IEEE Trans Pattern Anal Mach Intell. 2022 Mar;44(3):1264-1277. doi: 10.1109/TPAMI.2020.3021361. Epub 2022 Feb 3.
Computer-aided translation tools based on translation memories are widely used to assist professional translators. A translation memory (TM) consists of a set of translation units (TU) made up of source- and target-language segment pairs. For the translation of a new source segment s, these tools search the TM and retrieve the TUs (s,t) whose source segments are more similar to s. The translator then chooses a TU and edit the target segment t to turn it into an adequate translation of s. Fuzzy-match repair (FMR) techniques can be used to automatically modify the parts of t that need to be edited. We describe a language-independent FMR method that first uses machine translation to generate, given s and (s,t), a set of candidate fuzzy-match repaired segments, and then chooses the best one by estimating their quality. An evaluation on three different language pairs shows that the selected candidate is a good approximation to the best (oracle) candidate produced and is closer to reference translations than machine-translated segments and unrepaired fuzzy matches ( t). In addition, a single quality estimation model trained on a mix of data from all the languages performs well on any of the languages used.

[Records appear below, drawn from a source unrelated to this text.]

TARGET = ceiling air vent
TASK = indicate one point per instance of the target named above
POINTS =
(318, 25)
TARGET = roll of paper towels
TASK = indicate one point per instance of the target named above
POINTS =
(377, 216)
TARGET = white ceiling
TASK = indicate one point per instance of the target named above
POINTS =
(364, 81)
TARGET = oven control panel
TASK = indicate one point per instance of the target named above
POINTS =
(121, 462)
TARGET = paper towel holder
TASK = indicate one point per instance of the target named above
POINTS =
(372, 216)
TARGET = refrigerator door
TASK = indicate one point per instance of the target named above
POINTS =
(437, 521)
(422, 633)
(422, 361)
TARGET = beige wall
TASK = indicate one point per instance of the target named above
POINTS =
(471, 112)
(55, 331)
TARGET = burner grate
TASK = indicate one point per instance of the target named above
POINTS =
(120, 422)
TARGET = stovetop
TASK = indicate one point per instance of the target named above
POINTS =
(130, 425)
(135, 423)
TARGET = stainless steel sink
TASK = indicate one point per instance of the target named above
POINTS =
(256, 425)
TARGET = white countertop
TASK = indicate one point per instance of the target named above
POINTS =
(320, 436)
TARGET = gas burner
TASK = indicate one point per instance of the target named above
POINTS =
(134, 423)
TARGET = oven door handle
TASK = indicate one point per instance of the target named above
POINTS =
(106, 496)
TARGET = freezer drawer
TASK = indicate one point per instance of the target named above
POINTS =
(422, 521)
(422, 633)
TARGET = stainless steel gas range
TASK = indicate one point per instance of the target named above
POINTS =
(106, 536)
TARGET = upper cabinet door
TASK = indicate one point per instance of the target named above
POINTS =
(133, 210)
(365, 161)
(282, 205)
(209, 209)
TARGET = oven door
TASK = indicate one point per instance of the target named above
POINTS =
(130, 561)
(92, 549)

基于翻译记忆的计算机辅助翻译工具被广泛用于辅助专业翻译人员。翻译记忆(TM)由一组翻译单元(TU)组成,这些 TU 由源语言和目标语言的段对组成。对于新的源段 s 的翻译,这些工具会在 TM 中进行搜索,并检索源段与 s 更相似的 TUs(s,t)。然后,译员选择一个 TU,并编辑目标段 t,将其转换为 s 的适当翻译。模糊匹配修复(FMR)技术可用于自动修改需要编辑的 t 的部分。我们描述了一种与语言无关的 FMR 方法,该方法首先使用机器翻译,根据 s 和(s,t)生成一组候选模糊匹配修复段,然后通过估计它们的质量来选择最佳段。在三个不同的语言对上的评估表明,所选的候选段与生成的最佳(oracle)候选段非常接近,并且比机器翻译段和未修复的模糊匹配(t)更接近参考翻译。此外,在所有语言的数据混合上训练的单个质量估计模型在任何语言上的表现都很好。